Follow-up to “Red Package Health Care in China”
by Nick Jacobs
This could have been a comment to Fred Fortin’s last blog post, but, since it’s so long, I decided to blog it.
This comment came from a wonderful, Chinese physician friend: “I have practiced in a half dozen different hospitals in China and can tell you definitively that the Red Package is absolutely true in China.” His very clear description of the life of a physician in China is that it is a very high risk profession. The majority of hospitals have no malpractice insurance. If the patient has a problem with the physician, there have been numerous cases where physicians are beaten, kidnapped and sometimes even killed. Most of the time, he explained that hospitals choose to take no action, and the police usually assume the same position.
Physicians in China earn just a little more than the average salary. The income does not match their education, requirements and talent, and according to my physician friend, respect for physicians is not very high.

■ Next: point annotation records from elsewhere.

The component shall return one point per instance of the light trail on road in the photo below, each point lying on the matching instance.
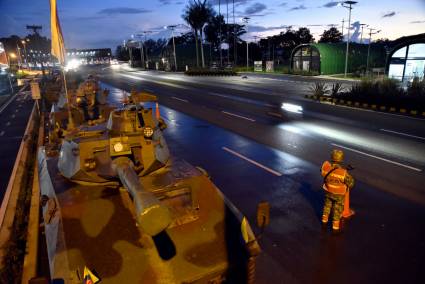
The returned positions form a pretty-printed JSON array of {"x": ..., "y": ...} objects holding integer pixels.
[
  {"x": 276, "y": 173},
  {"x": 376, "y": 157}
]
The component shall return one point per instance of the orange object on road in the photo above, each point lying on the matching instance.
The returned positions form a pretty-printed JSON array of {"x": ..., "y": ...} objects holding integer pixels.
[
  {"x": 157, "y": 111},
  {"x": 348, "y": 212}
]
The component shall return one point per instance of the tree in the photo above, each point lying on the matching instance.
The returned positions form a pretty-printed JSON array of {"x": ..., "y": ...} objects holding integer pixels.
[
  {"x": 304, "y": 36},
  {"x": 332, "y": 35},
  {"x": 186, "y": 38},
  {"x": 197, "y": 13}
]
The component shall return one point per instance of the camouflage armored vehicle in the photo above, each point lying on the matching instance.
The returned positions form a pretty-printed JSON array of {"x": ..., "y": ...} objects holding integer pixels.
[{"x": 116, "y": 203}]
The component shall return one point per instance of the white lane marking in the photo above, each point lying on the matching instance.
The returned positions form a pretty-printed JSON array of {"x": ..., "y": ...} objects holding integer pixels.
[
  {"x": 252, "y": 161},
  {"x": 376, "y": 157},
  {"x": 275, "y": 114},
  {"x": 403, "y": 134},
  {"x": 149, "y": 90},
  {"x": 179, "y": 99},
  {"x": 240, "y": 116}
]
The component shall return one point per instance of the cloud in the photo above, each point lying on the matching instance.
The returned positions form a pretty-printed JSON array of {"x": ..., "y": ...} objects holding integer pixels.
[
  {"x": 389, "y": 14},
  {"x": 300, "y": 7},
  {"x": 170, "y": 2},
  {"x": 223, "y": 3},
  {"x": 257, "y": 29},
  {"x": 122, "y": 10},
  {"x": 331, "y": 4},
  {"x": 255, "y": 8}
]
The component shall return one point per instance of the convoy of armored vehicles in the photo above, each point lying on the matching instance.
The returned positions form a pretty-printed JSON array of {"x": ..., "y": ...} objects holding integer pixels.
[{"x": 117, "y": 204}]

Solutions? Well, because it is a third world, developing country, there are numerous challenges. A health insurance system for the people of China, support from the media, and, generally, protection for them provided by hospitals and law enforcement organizations would go a long way.
So, when the Red Package is discussed, it brings back memories of a conversation that I had with an accountant once said to me, “If you want to make an honest man dishonest, pay him too little and put him in a position where he is exposed to cash on a daily basis.” Red Package is a way of life in most developing countries.
While speaking at a World Health Organization conference in Africa, I noted that what we would give as a tip after service in the United States is given as encouragement to receive that service in Aftrica. Bribes by any other name may be considered TIPS, and, if it takes a TIP to save your mother-in-law, I’m sure you won’t think twice to do that!
Not too many years ago, in the United States, we had physicians taking vacation cruises paid for by pharmaceutical companies. These gifts were intended to encourage the use of their product. Was this payola or advertising? Bribes or Tips? Red Packages are actual income enhancements for service to be rendered in a society that does not recognize the true value of the medical profession. Ethical or unethical? Yes, it is.